New legislation has most recently been enacted in Spain and Scotland to protect ‘gender rights,’ in line with the general trend towards recognizing LGBT rights. The EU’s Thematic Report on Legal Gender Recognition in Europe might leave the impression that gender issues affect the lives of a significant number of people.
But the numbers reveal a different reality.
A recent study, by the Austrian publication eXXpress, shows that the number of openly ‘transgender’ people is infinitesimal: among 9 million Austrians, there were 12 people registered as transgender, according to official Austrian population statistics, as of January 1st, 2023.
Based on these numbers, the subject of gender would seem far from the everyday lives of most Austrians.
Slightly larger, though still minute, are the numbers reported in Germany, which has almost 10 times the population of Austria. While exact statistics are not available and the numbers at hand are inaccurate due to different definitions of ‘transgender,’ two sets of criteria may give an indication: state court information regarding name changes and the number of sex reassignment operations.
In 2020 there were 2,687 reported name changes. In that same year, there were 773,100 recorded births. That means 0.35 people changed their names. This amounts to 0.0031% of the entire population of Germany.
Another indicator is the number of sex reassignment surgeries—which in Germany are subsidised by the public health sector.

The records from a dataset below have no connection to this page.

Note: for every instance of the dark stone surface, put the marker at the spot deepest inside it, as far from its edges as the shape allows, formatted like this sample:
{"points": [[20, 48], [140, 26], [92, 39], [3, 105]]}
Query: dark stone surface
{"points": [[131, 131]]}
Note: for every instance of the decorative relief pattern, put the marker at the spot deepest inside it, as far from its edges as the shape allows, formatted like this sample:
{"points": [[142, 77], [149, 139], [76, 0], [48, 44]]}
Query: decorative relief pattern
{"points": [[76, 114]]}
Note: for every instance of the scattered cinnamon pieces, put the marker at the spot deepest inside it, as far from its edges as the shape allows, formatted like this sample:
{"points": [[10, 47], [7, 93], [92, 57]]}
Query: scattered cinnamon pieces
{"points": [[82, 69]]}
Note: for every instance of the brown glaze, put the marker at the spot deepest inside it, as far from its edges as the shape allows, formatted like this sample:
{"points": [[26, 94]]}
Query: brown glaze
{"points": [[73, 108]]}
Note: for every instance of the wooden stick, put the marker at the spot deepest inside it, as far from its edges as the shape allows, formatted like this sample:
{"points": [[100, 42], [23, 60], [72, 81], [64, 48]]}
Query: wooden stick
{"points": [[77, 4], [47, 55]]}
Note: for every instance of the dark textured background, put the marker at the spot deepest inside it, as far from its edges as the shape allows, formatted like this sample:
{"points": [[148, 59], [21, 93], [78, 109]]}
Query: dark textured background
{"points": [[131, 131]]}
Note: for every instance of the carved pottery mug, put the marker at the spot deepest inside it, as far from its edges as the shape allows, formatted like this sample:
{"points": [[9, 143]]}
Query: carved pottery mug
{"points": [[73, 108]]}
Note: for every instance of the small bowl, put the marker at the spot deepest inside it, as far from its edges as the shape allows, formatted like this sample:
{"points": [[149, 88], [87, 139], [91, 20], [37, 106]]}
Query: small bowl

The German Society for Transidentity reported that 2,155 persons underwent such a surgical operation in 2020. This amounts to 0.0025% of the population.
The numbers in England and Wales are slightly higher than in the two aforementioned countries. According to the 2021 census, a total of 262,000 people indicated that their ‘gender identity’ was different from their registered sex at birth. Of these, 48,000 identified as ‘trans men’ and (strangely, an identical number) 48,000 identified as ‘trans women.’ In addition, 30,000 identified as ‘non-binary’ and ’18,000’ as ‘different.’ With a total population of 53,107,000, these groups together make up 0.27% of the population.
Despite this infinitesimally small group within the larger context of society, LGBT and transgender lobby groups have successfully focused attention on their demands and call for ‘rights,’ sometimes effectively introducing sweeping legal changes.
In Scotland, young people will be able to legally change their gender without the need for a medical diagnosis, as set out in the new Gender Recognition Reform Bill. In February of this year, Spain passed a comprehensive law to expand protections and entrench rights for ‘LGBT’ people. Denmark, Ireland, Luxembourg, Malta, Norway, and Portugal have also removed requirements concerning legal gender recognition, such as medical or psychological evaluation.